In order to achieve a target structure, researchers first developed a two-dimensional diagram and utilized it to determine the constraints that allowed them to construct the three-dimensional model of Top7. Determination of the high-resolution X-ray structure of the experimentally expressed and purified protein revealed that the structure (PDB: 1QYS) was indeed very similar (1.2 Å RMSD) to the computer-designed model.
Characterization
[edit]Researchers used a variety of biophysically methods in order to characterize the Top7 protein. These processes were able to define certain characteristics to describe the protein. Gel filtration chromatography was used to determined that Top7 is monomeric and is highly soluble. It was also discovered that an increase in temperature allows the protein to unfold cooperatively and displays cold denaturation. Crystallization trials with Top7 design resulted in negligible differences in nuclear magnetic resonance therefore the design model exhibited a structure very similar to the true structure.[2] Structure-Based models were used to farther studying folding characteristics of Top7. [3][4]

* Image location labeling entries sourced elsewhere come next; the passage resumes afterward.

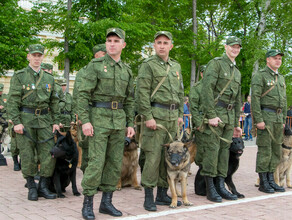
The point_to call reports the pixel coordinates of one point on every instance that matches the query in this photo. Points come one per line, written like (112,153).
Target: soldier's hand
(214,121)
(130,132)
(237,132)
(18,128)
(87,129)
(261,125)
(151,124)
(180,121)
(56,127)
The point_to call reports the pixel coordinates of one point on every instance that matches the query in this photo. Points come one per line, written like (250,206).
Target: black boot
(222,191)
(106,206)
(272,183)
(87,209)
(162,198)
(32,191)
(212,194)
(43,189)
(16,163)
(264,184)
(149,204)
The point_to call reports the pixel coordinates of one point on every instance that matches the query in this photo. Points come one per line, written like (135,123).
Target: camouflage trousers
(216,152)
(31,153)
(154,170)
(105,152)
(269,151)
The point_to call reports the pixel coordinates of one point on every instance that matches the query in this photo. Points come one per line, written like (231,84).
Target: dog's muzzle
(175,159)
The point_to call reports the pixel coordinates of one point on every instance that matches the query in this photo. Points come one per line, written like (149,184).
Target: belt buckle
(172,107)
(229,106)
(37,111)
(115,105)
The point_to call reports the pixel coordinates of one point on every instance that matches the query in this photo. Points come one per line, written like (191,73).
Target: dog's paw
(138,187)
(187,203)
(76,193)
(61,196)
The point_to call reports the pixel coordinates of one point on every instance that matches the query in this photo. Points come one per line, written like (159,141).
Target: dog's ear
(165,145)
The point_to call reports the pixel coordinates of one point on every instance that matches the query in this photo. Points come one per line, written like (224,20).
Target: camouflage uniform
(37,124)
(269,150)
(105,81)
(170,92)
(217,74)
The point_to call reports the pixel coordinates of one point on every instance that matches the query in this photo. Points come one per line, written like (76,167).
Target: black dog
(236,150)
(66,153)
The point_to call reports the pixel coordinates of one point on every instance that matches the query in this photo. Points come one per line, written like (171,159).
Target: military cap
(119,32)
(233,40)
(202,68)
(47,66)
(165,33)
(273,52)
(62,82)
(36,48)
(99,47)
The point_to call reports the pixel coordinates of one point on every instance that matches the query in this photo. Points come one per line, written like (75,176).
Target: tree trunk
(66,49)
(195,30)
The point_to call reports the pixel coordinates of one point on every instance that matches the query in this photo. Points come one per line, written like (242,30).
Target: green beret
(99,47)
(165,33)
(233,40)
(36,48)
(273,52)
(117,31)
(202,68)
(47,66)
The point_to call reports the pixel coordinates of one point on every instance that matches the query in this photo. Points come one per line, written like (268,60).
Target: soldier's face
(162,46)
(274,62)
(114,45)
(232,51)
(35,59)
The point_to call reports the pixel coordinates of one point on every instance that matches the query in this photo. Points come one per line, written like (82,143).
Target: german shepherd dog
(66,154)
(236,150)
(130,165)
(283,170)
(177,158)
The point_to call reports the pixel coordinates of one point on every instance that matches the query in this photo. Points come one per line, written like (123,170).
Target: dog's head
(64,147)
(237,147)
(176,153)
(130,144)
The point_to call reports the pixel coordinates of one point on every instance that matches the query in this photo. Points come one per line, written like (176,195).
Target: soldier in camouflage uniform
(222,113)
(107,85)
(269,106)
(32,96)
(165,108)
(98,51)
(67,115)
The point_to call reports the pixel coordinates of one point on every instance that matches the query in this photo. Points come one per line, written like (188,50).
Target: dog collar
(286,147)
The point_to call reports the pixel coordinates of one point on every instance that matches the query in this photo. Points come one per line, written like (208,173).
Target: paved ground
(255,205)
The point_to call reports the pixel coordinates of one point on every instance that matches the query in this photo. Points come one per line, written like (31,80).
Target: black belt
(66,113)
(276,110)
(224,105)
(165,106)
(35,111)
(110,105)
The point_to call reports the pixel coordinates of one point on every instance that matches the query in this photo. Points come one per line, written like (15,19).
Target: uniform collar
(111,61)
(271,71)
(162,62)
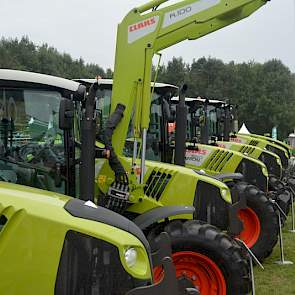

Through these analyzes, it was determined that the Top7 protein is extremely stable. [2]
Folding Kinetics
[edit]Top7 exhibits non-cooperative folding behavior. Many naturally occurring proteins display cooperative folding, indicating that the whole structure folds in a coordinated procedure. In contrast, the folding of Top7 does not following a smooth, single phase process. Its non-cooperative characteristic may be linked to its designed sequence, which promotes the formation of an independently folded C-terminal intermediate structure. Studies found that mutations in C-terminal as well as N-terminal of the amino acid sequence of a base model prove that there is a probable sequence of Top7 that allows fold cooperative folding. [3]
Implications
[edit]The creation of the de novo protein Top7 showcases the capability of computational methods in creating proteins with specific three-dimensional structures. This has broad implications for advancing the field of computational protein design and provides a platform for the creation of novel biomolecules with desired properties.[2] The stability and folding characteristics of Top7 provide insights into the relationship between sequence, structure, and folding cooperativity. Understanding these principles can contribute to the development of more stable and functional proteins not derived from natural evolution.
Top7 was featured as the RCSB Protein Data Bank's 'Molecule of the Month' in October 2005, and a superposition of the respective cores (residues 60-79) of its predicted and X-ray crystal structures are featured in the Rosetta@home logo.[5]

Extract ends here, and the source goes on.